Leaving behind the school and the teacher I loved, my friends, family, and everything that was Georgia for me. For years in Belgium I would intentionally look for smells that reminded me of that country.

We left so suddenly that I didn’t even have time to say goodbye to our friends.

Why did you come to Belgium?

My parents first wanted to go to Spain but because the culture and the weather was more similar to Georgia, my father was afraid that we would not return to Georgia after growing up. For him departing our country was only a temporary solution.

Belgium, being a small country and at that time not very accustomed to refugees, my dad thought that we would be treated better than in countries where refugees were more common (Germany, France).

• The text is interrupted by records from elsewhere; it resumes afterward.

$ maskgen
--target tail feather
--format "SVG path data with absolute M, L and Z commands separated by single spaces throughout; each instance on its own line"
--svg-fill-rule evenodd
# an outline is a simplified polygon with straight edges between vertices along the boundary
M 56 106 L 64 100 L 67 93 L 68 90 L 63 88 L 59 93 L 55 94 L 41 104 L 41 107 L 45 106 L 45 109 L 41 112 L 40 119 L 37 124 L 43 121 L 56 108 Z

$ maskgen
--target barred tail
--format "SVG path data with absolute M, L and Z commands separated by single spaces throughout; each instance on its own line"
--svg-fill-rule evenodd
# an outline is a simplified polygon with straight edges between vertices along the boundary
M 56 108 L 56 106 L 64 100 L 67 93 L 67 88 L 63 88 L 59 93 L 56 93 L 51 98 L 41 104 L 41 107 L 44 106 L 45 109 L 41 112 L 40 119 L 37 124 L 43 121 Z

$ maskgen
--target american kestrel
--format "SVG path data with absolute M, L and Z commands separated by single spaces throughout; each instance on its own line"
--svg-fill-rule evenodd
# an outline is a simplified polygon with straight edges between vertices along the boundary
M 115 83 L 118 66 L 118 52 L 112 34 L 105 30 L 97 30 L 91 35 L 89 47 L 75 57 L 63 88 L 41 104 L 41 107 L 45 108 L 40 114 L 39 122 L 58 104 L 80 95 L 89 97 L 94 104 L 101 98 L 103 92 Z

What was your journey to Belgium like?

We left in 1996. It was a tough three-day journey. The trip involved a plane, trains, buses and a car ride. The hardest part was when we lost our dad. In Ukraine our train made a 30’ stop. Our dad got off the train because he had to modify our tickets. We wanted him to take us with him but he thought that would only slow him down. My brother, sister, and I stayed on the train, counting every second until our dad would return as everything seemed so hostile. Our dad didn’t come back after 30’. The train slowly started to move and we started to panic. We tried asking several people on the train for help but no-one could or would help us it seemed. It looked like everyone had their own worries or maybe they didn’t understand our Russian that well? I still wonder today why no-one helped. After four hours or so our dad somehow managed to find us. The time during that four hours is too painful to share but we eventually experienced that abundant joy when we saw our dad again. We couldn’t believe it. It was really him.

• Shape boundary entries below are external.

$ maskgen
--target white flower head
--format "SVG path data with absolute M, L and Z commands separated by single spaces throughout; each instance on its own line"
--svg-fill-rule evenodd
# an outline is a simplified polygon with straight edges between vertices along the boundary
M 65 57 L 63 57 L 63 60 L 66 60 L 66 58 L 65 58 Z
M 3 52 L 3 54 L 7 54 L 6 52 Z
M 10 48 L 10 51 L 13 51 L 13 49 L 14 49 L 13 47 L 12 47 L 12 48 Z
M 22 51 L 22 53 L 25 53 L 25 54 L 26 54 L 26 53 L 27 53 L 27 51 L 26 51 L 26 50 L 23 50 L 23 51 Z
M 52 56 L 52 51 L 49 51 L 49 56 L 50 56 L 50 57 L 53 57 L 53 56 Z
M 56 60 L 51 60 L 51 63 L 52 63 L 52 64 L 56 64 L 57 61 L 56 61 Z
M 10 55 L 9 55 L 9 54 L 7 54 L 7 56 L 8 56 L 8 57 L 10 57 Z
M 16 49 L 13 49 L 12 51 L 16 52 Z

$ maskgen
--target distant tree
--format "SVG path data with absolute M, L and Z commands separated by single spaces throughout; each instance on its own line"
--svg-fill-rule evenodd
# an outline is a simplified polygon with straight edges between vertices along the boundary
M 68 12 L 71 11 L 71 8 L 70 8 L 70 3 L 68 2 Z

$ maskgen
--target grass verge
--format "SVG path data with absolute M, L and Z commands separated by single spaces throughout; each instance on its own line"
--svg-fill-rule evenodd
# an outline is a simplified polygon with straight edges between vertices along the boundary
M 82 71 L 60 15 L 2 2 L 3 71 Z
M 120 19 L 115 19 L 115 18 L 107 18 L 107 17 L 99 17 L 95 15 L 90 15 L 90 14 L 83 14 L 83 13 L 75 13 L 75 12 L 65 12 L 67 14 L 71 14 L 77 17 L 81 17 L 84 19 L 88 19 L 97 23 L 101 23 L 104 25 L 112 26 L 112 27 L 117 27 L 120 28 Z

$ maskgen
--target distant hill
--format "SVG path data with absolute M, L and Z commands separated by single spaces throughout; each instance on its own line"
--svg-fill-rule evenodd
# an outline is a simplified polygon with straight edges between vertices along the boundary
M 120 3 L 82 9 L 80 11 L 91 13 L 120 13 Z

What helped you get through difficult circumstances both during your journey and since you arrived in Belgium?

For getting through difficult circumstances in Georgia, I was mostly in it by myself. I wouldn’t even dare share the pain with others out of shame. My parents had too many of their own worries to even notice. I wish I had known God then so that I would have been able to share my pain with someone. Only now I see that He has always been there.

What helped most in Belgium in the first years was keeping the memories alive. I would daily revisit my favourite memories from Georgia for fear that I would forget them. I started living in my mind, where I could always go to Georgia and escape Belgium, a foreign place where I didn’t fit in.

What were your family’s hopes for your new life in Belgium? Have these hopes come true?

That we would get good education and live in safety. Yes, they came true.

When we arrived in Belgium in 1996, the country was very safe compared to Georgia then. The Belgian Government provided places for us to stay in (e.d. ‘Petit Chateau’). In these places we were fed, clothed and received material for school.

It was great that we could go to school very soon after we arrived in Belgium. This way we could study to not fall behind in our knowledge, integrate and learn their language(s). For the first few years we were only allowed to participate in mathematics and then slowly after understanding more of the language, we were allowed to participate in more subjects.

After graduating high school, the three of us also had the chance to pursue further education as University entrance fees are very affordable in Belgium. This gave us further opportunities and now the three of us are working and have jobs that we love.

What was your experience as a refugee in Belgium?

I think it doesn’t matter in which country you are a refugee; you are always different and isolated from the locals. You always feel less than the locals and the road seems too long for you to ever catch up.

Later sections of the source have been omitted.